During development, cranial Neural Crest Cells (cNCCs) play major roles in establishing craniofacial morphology and determining its species-specific variation. To understand human distinctive features it is imperative to study human cNCCs and their derivatives in addition to cNCCs from model organisms. Since human NC formation occurs at 3 to 6 weeks of gestation and is largely inaccessible to genetic studies, we have established a human pluripotent stem cell-based cNCC differentiation model in the dish with high relevance to craniofacial development. Moreover, we have extended our model to chimpanzee cNCCs, allowing us to identify molecular features that distinguish human cNCCs from those of our closest evolutionary cousins.

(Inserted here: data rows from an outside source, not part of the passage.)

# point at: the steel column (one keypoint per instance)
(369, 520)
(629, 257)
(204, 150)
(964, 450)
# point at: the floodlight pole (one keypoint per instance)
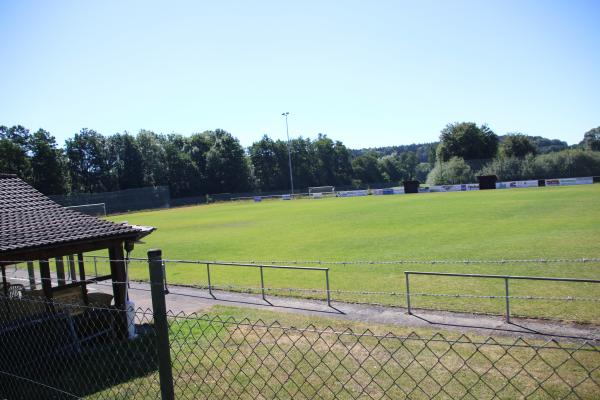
(287, 131)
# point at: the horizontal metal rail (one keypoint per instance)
(506, 279)
(533, 278)
(261, 267)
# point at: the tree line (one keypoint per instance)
(215, 161)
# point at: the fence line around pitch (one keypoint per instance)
(367, 297)
(506, 279)
(211, 356)
(376, 262)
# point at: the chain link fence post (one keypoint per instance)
(161, 325)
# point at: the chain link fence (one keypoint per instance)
(69, 350)
(75, 351)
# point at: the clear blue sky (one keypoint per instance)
(367, 73)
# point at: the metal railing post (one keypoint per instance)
(327, 287)
(161, 325)
(262, 283)
(72, 273)
(507, 300)
(31, 273)
(407, 293)
(60, 271)
(209, 284)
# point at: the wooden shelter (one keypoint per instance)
(35, 228)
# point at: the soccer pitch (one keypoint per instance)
(550, 223)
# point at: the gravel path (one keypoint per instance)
(189, 300)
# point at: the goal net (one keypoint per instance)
(320, 191)
(95, 210)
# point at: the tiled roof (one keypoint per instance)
(29, 220)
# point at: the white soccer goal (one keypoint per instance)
(95, 210)
(321, 191)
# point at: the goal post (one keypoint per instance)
(320, 191)
(95, 210)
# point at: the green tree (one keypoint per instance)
(153, 155)
(89, 163)
(342, 164)
(303, 161)
(47, 164)
(517, 145)
(454, 171)
(269, 163)
(127, 165)
(226, 167)
(181, 171)
(324, 167)
(14, 157)
(468, 141)
(366, 168)
(591, 139)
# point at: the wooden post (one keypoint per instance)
(117, 270)
(81, 267)
(161, 325)
(60, 270)
(31, 273)
(46, 279)
(4, 281)
(81, 276)
(72, 273)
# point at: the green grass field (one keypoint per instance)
(504, 224)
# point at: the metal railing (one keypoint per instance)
(75, 351)
(506, 279)
(261, 267)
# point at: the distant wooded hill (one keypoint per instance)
(425, 151)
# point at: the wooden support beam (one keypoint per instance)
(117, 270)
(60, 270)
(46, 279)
(81, 263)
(31, 273)
(4, 281)
(72, 273)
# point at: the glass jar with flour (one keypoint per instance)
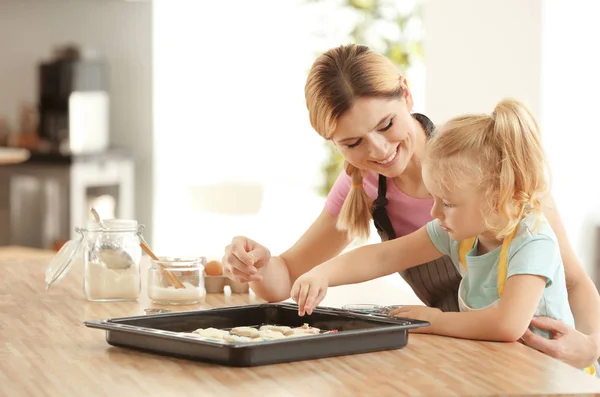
(111, 255)
(176, 281)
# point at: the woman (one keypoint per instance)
(357, 100)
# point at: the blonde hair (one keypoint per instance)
(336, 79)
(501, 153)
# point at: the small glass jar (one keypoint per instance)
(176, 281)
(111, 255)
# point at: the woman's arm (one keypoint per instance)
(363, 264)
(378, 260)
(271, 278)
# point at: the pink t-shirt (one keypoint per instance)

Aim 1 Characterize epigenetic landscapes and transcriptomes of human and chimpanzee cNCCs and to identify conserved and species- specific cis-regulatory elements utilized by this unique cell type. Since chromatin modification maps from NCCs of any organism are not yet publicly available beyond our report, we will generate chromatin marking profiles from a cohort of human and chimp postmigratory cNCCs, complemented with transcriptome analyses. Thus, we will create "reference epigenomes" that will be annotated for active and poised enhancers and promoters. We have already identified over 2000 regulatory elements that show strong species-specific bias in their chromatin marks in human versus chimpanzee, arguing that human-specific cNCC molecular features do exist and may underlie human-specific craniofacial divergence. These datasets will provide a rich resource for future investigations of the transcriptional and epigenetic basis of human craniofacial evolution, development, and disease.
Aim 2 Analyze candidate human-specific craniofacial enhancer activity in vivo. To this end, transgenic reporter assays in mouse embryos will be used to analyze the activity of 50 human regulatory elements that either gained or lost active enhancer signature in human cNCCs, as compared to the 50 orthologous chimpanzee regions. Thus, we will generate a validated set of human-specific craniofacial enhancers that can be further explored in mechanistic studies. For 10 selected human-specific enhancers exhibiting gain or loss of activity, interesting activity patterns, or relevant association with craniofacial development or disease in humans, we will utilize BAC recombineering to further develop founder transgenic lines that will be distributed to the craniofacial community.